Some people might complain that the buses would just get stuck in Midtown traffic. This is why it is essential to give them, and the jitney vans, full access to the dedicated bus lanes on 34th, 42nd and 57th Streets, and to make those lanes real busways instead of the half-assed arrangement we’ve had since the DOT botched the process on 34th Street. It would also help to make them true through-running routes, going through the Midtown Tunnel or over the Queensboro Bridge.
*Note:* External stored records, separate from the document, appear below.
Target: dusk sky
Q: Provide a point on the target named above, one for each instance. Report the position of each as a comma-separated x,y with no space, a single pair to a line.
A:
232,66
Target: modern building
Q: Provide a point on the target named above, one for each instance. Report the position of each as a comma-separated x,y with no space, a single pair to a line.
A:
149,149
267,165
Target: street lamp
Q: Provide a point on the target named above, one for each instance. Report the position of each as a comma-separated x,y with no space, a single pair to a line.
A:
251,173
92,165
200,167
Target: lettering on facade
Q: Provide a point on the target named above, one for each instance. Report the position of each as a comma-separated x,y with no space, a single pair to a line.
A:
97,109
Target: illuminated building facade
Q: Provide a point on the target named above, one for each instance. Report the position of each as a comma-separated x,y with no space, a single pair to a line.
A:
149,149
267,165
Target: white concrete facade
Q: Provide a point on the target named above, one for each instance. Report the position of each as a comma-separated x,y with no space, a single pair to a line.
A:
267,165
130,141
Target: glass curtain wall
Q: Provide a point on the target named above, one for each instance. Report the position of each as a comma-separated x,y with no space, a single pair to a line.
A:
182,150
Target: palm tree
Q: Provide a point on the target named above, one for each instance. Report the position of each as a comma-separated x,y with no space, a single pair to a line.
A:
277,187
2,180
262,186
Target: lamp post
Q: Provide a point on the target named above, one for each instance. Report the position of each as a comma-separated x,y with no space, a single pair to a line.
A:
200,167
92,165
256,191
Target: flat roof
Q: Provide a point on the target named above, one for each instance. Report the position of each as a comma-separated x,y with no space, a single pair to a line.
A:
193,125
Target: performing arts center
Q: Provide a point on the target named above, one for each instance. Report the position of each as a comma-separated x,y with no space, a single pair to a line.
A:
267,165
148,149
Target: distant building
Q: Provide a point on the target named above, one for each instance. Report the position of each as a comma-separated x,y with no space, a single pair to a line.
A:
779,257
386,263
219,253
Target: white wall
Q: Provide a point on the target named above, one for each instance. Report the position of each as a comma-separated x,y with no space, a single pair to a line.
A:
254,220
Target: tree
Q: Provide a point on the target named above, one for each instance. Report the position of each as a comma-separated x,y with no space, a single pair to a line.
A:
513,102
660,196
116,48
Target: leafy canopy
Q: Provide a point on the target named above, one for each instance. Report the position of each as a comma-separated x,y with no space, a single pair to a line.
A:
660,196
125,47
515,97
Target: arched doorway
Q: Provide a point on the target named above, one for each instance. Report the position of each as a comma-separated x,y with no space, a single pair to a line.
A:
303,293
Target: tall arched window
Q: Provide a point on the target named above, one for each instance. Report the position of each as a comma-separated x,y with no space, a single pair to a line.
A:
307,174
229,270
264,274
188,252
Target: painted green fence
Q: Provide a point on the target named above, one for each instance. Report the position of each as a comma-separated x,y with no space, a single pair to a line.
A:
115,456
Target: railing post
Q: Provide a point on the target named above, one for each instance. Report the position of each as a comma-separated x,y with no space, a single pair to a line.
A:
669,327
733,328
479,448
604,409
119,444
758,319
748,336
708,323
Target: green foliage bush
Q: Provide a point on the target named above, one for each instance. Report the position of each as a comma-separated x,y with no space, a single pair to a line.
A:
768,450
You may have heard that the Port Authority board has declared its bus terminal to be at the end of its life, and said that it wants to use eminent domain to acquire a new property somewhere west of the current terminal, build a new terminal there at a cost of billions of dollars, and sell the current terminal to developers. The main thing wrong with this is that it would be horrible for subway transfers.
It’s bad enough to have a terminal where only the east end touches Eighth Avenue, meaning that some passengers have to walk more than two avenue blocks to get to their trains. The Port Authority Board wants to add at least another full avenue block. From what I’ve heard, most of these people have chauffeurs and all of them have free parking, and they’re baby boomers who equate driving with success, so none of them ever make this transfer.
Stephen Smith has argued that any amount in the billions should be spent building enough train tunnels under the Hudson to accommodate all the bus passengers, so that bus transfers can be made in New Jersey, and the terminal can be torn down and not replaced.
I agree with Stephen’s vision as the ultimate goal, but in the medium term there will be short trips that are best made by bus through the Lincoln Tunnel, and those trips should have access to our streets for pickup and dropoff. There will also be long distance bus trips that will be more convenient if they connect to the subway than to a commuter train, and we should have a terminal for them in Manhattan.
The good news is that a terminal serving a few long-distance routes can be much smaller than the current one. It could fit on the site of the South Wing of the current terminal, and probably doesn’t need as many levels - or the parking garage. If that wing really needs to be rebuilt, some of the buses could be relocated temporarily to the lower level of the North Wing - or the Farley Post Office.
The bottom line is that we don’t need a huge bus terminal if we have trains. If we want to spend billions improving our transit system, rail is a much more efficient, sustainable and wise place to spend it.